When considering the history of complexity science and related theory, it is difficult to bypass the wide-ranging narrative Melanie Mitchell (2009) provides on the subject.  Arguably, complex systems have been studied by humanity for thousands of years.  Mitchell (2009) traces this journey back to Aristotle (384-322 B.C.) and the emergence of Dynamical Systems Theory and how this influenced thinking and scientific discovery in the ages to come, until the sixteenth century and the contradicting studies of Galileo on motion.  Nonetheless, Mitchell (2009:17) points to Isaac Newton as the “most important person in the history of dynamics” and the inventor of the science of dynamics.  Based on Newtonian mechanics, Laplace proclaimed in 1814 that it is possible to predict anything.

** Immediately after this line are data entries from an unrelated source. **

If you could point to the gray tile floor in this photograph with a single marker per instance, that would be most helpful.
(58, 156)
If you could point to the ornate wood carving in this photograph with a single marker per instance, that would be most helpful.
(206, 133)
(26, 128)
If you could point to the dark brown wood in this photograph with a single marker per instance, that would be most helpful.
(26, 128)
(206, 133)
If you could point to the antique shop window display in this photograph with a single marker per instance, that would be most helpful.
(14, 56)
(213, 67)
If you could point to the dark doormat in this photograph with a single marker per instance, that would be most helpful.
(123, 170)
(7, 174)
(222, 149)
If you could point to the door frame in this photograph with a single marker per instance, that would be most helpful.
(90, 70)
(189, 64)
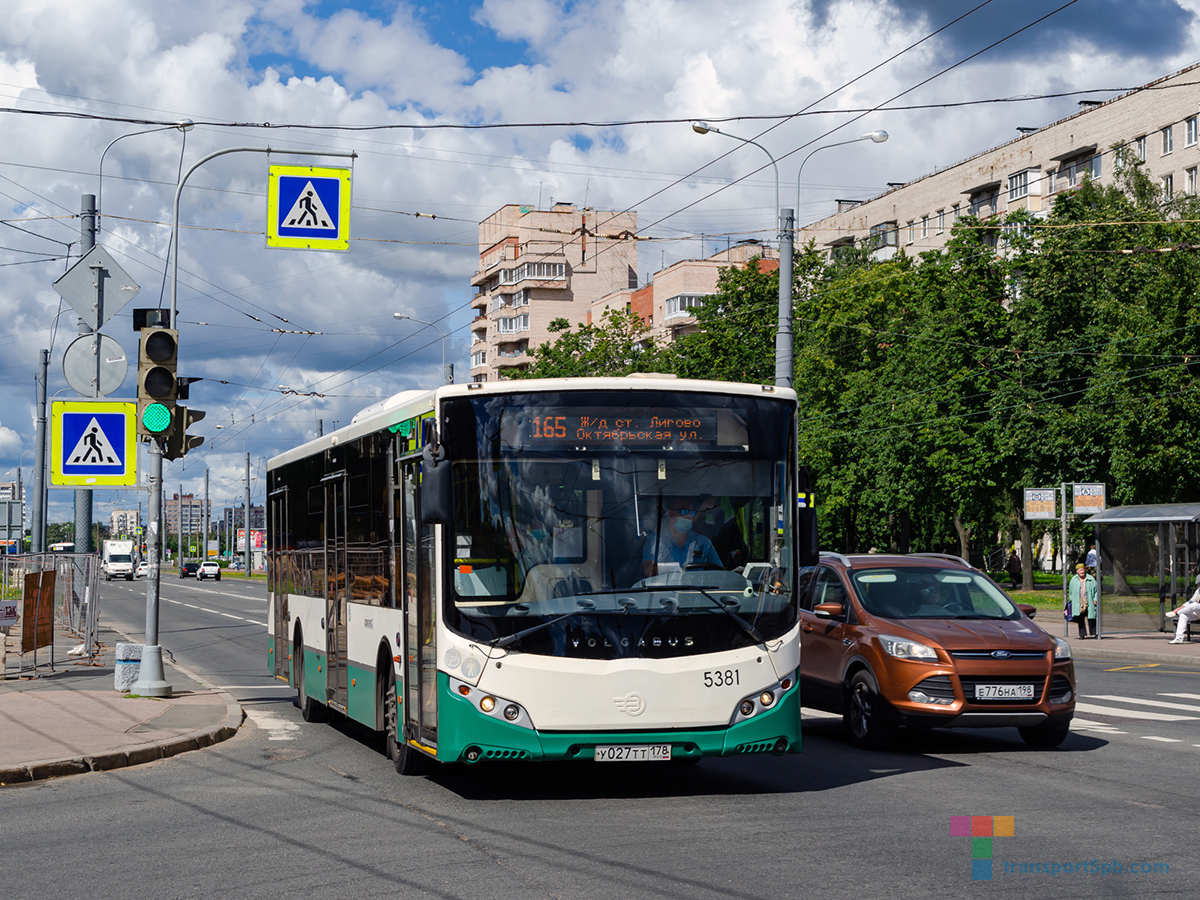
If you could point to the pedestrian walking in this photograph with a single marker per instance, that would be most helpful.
(1014, 570)
(1186, 613)
(1081, 598)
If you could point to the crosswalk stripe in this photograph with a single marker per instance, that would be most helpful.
(1158, 703)
(1117, 713)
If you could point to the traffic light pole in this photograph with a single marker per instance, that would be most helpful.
(151, 679)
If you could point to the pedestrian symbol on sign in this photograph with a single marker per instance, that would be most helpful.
(309, 211)
(95, 448)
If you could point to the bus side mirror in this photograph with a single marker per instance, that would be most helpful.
(809, 540)
(436, 483)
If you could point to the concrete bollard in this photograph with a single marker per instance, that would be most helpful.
(129, 666)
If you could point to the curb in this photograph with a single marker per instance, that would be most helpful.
(1134, 657)
(139, 755)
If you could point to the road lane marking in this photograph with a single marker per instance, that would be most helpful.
(1158, 703)
(1133, 713)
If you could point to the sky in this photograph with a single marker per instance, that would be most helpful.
(455, 109)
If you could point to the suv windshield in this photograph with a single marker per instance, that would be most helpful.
(930, 593)
(610, 523)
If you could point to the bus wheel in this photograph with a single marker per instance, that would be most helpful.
(310, 709)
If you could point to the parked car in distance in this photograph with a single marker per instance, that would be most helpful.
(924, 641)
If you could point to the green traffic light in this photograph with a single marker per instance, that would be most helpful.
(156, 418)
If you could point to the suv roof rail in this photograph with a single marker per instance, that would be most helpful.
(835, 557)
(942, 556)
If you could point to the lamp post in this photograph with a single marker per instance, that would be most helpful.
(184, 125)
(784, 331)
(879, 137)
(447, 371)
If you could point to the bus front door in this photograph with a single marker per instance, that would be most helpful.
(336, 589)
(420, 615)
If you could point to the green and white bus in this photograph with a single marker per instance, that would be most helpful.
(504, 571)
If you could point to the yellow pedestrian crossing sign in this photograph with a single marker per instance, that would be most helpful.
(94, 443)
(309, 208)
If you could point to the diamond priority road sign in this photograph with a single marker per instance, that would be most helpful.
(309, 208)
(94, 443)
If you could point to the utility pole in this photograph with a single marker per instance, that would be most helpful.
(249, 553)
(39, 527)
(83, 498)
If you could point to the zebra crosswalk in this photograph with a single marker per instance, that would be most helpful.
(1129, 711)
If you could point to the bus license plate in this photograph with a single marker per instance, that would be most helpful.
(1003, 691)
(633, 753)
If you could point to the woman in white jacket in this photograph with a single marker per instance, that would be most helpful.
(1186, 613)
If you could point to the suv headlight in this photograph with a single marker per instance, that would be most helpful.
(904, 648)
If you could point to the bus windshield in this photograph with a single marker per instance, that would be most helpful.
(611, 523)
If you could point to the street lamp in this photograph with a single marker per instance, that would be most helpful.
(784, 331)
(879, 137)
(447, 371)
(184, 125)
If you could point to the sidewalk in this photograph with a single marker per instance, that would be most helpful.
(72, 720)
(1146, 647)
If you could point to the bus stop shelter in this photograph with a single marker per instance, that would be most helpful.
(1149, 555)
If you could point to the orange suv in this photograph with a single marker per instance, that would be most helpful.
(927, 641)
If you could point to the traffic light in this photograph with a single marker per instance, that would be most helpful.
(179, 442)
(157, 384)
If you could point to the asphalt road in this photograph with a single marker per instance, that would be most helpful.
(294, 809)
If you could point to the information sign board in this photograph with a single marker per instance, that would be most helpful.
(1039, 502)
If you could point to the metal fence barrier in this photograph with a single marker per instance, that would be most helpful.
(76, 593)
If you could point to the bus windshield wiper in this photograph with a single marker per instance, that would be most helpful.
(509, 640)
(700, 589)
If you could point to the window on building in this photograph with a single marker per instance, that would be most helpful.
(886, 234)
(1019, 186)
(514, 324)
(682, 304)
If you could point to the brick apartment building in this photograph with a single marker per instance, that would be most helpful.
(538, 265)
(1156, 123)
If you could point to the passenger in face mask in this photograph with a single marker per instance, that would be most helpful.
(676, 546)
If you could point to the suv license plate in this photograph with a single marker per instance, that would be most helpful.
(633, 753)
(1003, 691)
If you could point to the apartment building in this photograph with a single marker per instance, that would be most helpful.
(1156, 123)
(666, 306)
(189, 509)
(538, 265)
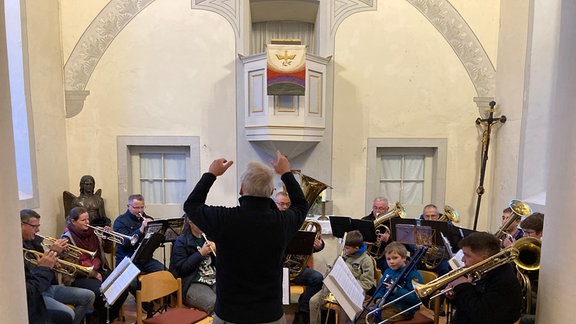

However, the twentieth century saw the emergence of contradictory discoveries to this notion of absolute prediction, with an increasing understanding of chaos and chaotic systems and the concept of “sensitive dependence on initial conditions”.  However, the first experience of a chaotic system occurred in the late nineteenth century already, when the French mathematician Henri Poincare modelled weather behaviour.  This occurrence paved the way for the aspiration of predicting weather over a longer period and Edward Lorenz found in 1963 that even simpler computational weather models are subject to the sensitive dependence on initial conditions, with these systems manifesting nonlinearity.

From this theory of chaos emerged complexity theory and although complex systems were researched explicitly since the 1970’s (Vemuri, 1978), the studying of complex systems gained much traction with the establishment of the Santa Fe Institute, the first research institute dedicated to research of complex systems and especially complex adaptive systems.  The institute was founded by a group of 24 scientists and mathematicians, with a number of these individuals being scientists with Los Alamos National Laboratory.  In later years a number of other institutions were formed, dedicated to the study of complexity in systems which range from biological to social and economic systems.

I acknowledge that this discussion provides the briefest of overviews on the subject of complex systems and the Further Reading section presents a number of resources on the subject.  Furthermore, this map by Castellani (2018) provides a great visual overview of the development of the complexity sciences over a number of decades.

References

Castellani, B. (2018)  Map of the Complexity Sciences.  Art & Science Factory.  https://www.art-sciencefactory.com/complexity-map_feb09.html

Laplace, P. S. (1814). Essai Philosophique Sur Les Probabilites. Paris: Courcier.

Mitchell, M. (2009). Complexity: A Guided Tour. Oxford, U.K.: Oxford University Press.

Vemuri, V. (1978). Modeling of Complex Systems: An Introduction. New York: Academic Press.